Rostropovich was a staunch defender of Nobel Prize-winning novelist Alexander Solzhenitsyn when the exiled writer was being vilified by the Soviet leadership in 1970. He sheltered Solzhenitsyn in the Rostropovich country house outside Moscow and openly denounced those attacking the writer, who now lives in Vermont.

The visas for the Rostropoviches were due to expire March 25. When the artists left the Soviet Union in 1974, they said they intended to return. But on Feb. 7, while announcing a European tour for the National Symphony, Rostropovich said that it would be "very very difficult" to predict whether the Soviet authorities would extend his visa again. In 1974, he was granted a two-year extension, but could only get one-year extensions thereafter.

In 1975, Rostropovich wrote that "for my wife and me, being abroad is not an escape from Russia but the only way to realize our musical dreams by which we express our love for Russia and our great people."

Yesterday's announcement came on the first anniversary of the arrest of dissident Anatoly Schransky, whose trial on treason charges is thought to be imminent.
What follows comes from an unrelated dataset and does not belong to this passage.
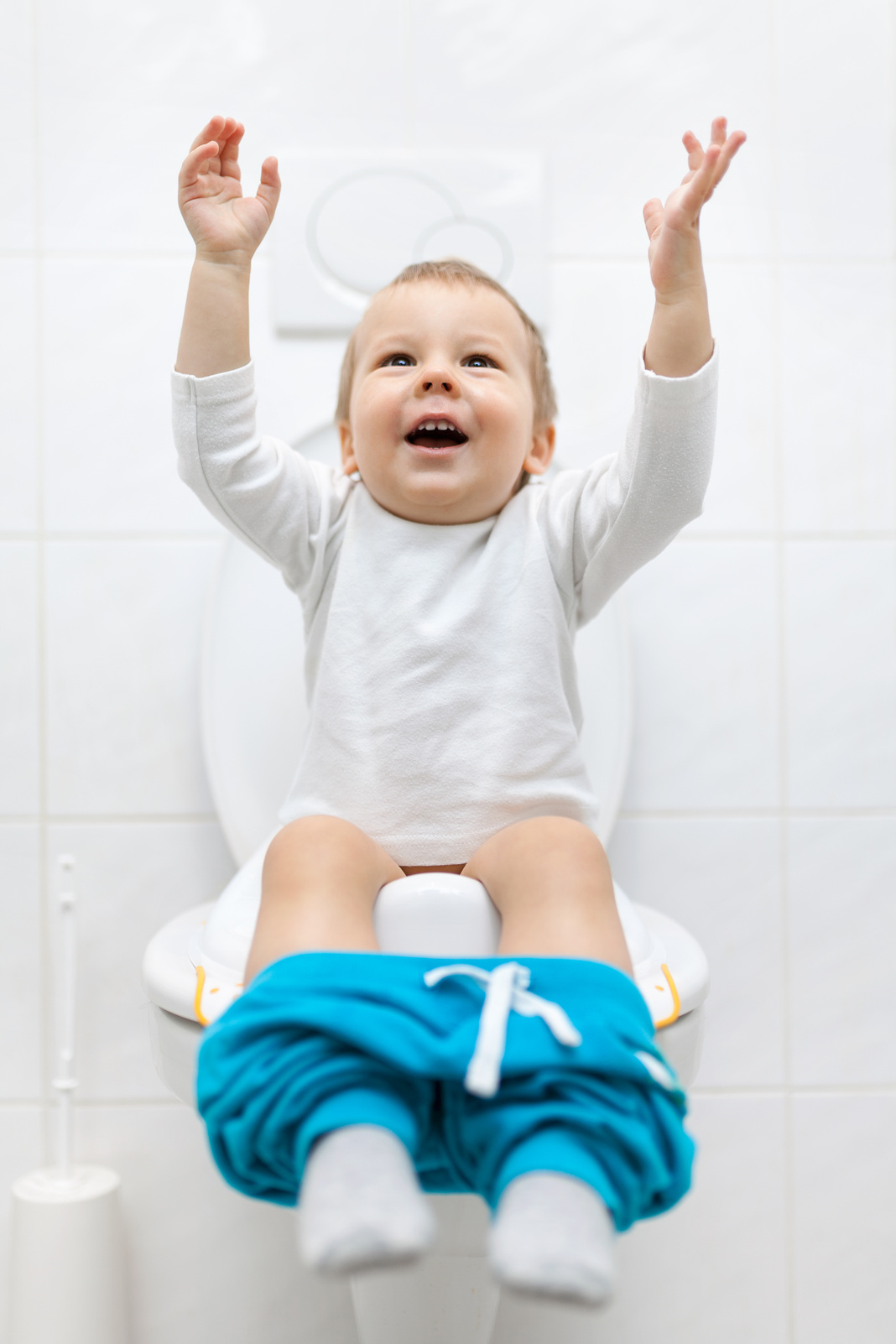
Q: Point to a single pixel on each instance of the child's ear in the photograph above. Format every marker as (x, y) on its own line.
(346, 448)
(539, 456)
At a news conference here, fellow dissidents announced that the 30-year-old computer expert has rejected the defense lawyer appointed for him by the authorities. The Soviet press has attempted to link Scharansky to the U.S. Central Intelligence Agency.
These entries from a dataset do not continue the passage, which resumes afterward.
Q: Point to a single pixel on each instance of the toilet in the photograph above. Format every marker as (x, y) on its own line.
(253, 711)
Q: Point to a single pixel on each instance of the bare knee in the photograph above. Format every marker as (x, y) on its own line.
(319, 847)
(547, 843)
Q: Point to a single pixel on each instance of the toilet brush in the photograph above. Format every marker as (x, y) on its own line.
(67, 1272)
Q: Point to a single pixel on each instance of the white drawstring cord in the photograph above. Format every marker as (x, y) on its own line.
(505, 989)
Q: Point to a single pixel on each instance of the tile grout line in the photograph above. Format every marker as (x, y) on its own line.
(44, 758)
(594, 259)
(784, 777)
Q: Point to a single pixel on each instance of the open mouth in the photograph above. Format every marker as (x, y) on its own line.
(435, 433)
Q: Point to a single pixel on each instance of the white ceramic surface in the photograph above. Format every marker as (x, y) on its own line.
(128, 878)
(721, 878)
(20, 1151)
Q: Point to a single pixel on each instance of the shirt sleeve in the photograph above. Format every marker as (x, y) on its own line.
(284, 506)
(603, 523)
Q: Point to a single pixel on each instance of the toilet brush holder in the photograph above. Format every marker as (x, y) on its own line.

News of the action against the Rostropoviches came in a small article in Izvestia, the official government newspaper. The paper declared, under the headline "Ideological Degenerates":

"Having left several years ago on a foreign journey, Rostropovich and Vishnevskaya are showing no desire to return to the Soviet Union, have carried on unpatriotric activity and have besmirched the Soviet social system and the status of a citizen of the U.S.S.R. They systematically provided material assistance to subversive anti-Soviet centers and other foreign organizations hostile to the Soviet Union. In 1976-77, for example, they gave several concerts whose income revenue went to help white immigrant organizations.

"Formally remaining Soviet citizens, Rostropovich and Vishnevskaya in essence became ideological degenerates, carrying on activities directed against the Soviet Union and the Soviet people.
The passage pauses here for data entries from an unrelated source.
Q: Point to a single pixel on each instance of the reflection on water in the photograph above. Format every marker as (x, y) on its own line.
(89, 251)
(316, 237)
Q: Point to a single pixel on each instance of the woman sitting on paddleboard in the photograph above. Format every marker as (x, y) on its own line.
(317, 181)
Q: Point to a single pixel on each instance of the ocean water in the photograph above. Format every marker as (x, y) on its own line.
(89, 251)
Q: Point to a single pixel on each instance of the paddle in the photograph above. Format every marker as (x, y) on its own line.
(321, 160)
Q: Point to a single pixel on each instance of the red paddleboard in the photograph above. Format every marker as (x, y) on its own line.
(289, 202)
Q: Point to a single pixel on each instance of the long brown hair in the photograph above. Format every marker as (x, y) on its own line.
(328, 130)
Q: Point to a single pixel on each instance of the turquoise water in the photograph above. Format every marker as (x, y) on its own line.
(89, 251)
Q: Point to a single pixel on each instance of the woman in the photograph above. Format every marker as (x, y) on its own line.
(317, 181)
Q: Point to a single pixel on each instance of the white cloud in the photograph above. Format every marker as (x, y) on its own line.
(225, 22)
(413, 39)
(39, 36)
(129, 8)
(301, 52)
"Taking into consideration that Rostropovich and Vishnevskaya are systematically carrying out activities harmful to the prestige of the U.S.S.R. and incompatible with maintaining Soviet citizenship, the Presidium of the Supreme Soviet has resolved on the basis of Article Seven of Soviet law to deprive (them) of citizenship for activities besmirching the status of citizens of the U.S.S.R."

Rostropovich has long been a thorn in the side of the Kremlin, where political orthodoxy ranks well ahead of artistic freedoms. In recent years, this heavy-handed insistence on artistic conservatism and ideological silence has resulted in leading an extraordinary number of virtuosos from Soviet dance and music to seek fulfillment in the West. Such artists as Rudolph Nureyev, Mikhail Baryshnikov and Natalia Makarova have defected, bringing with them artistic impact that has profoundly changed Western ballet technique.

Rostropovich, 50, has had a similar impact on Western audiences in his dual roles as a stunning conductor and as a virtuoso of the fabled instrument of the late Pablo Casals. Rostropovich served as guest conductor of the National Symphony and became its musical director in 1977, succeeding Antal Dorati. Dorati had raised the orchestra from a level of competence to one of excellence.

An electrifying performer with interpretive skills at the podium equal to those of the world's finest conductors, Rostropovich set as his goal raising the National from excellence to brilliance.

In his first year, he was mildly criticized for setting forth a program that lacked excitement. Last month, he announced that the new season would include world premiers of compositions by Henri Dutilleux, Alan Hovhaness, Witold Lutoskawski, Andreas Makris and Gunther Schuller.

The Soviet action against the Rostropoviches came as another well-known Soviet artist, director Yuri Lyubimov of the famed Taganka Theater, is under attack by the Soviet press for remarks made last summer in Italy that have been seen as critical of the Soviet system.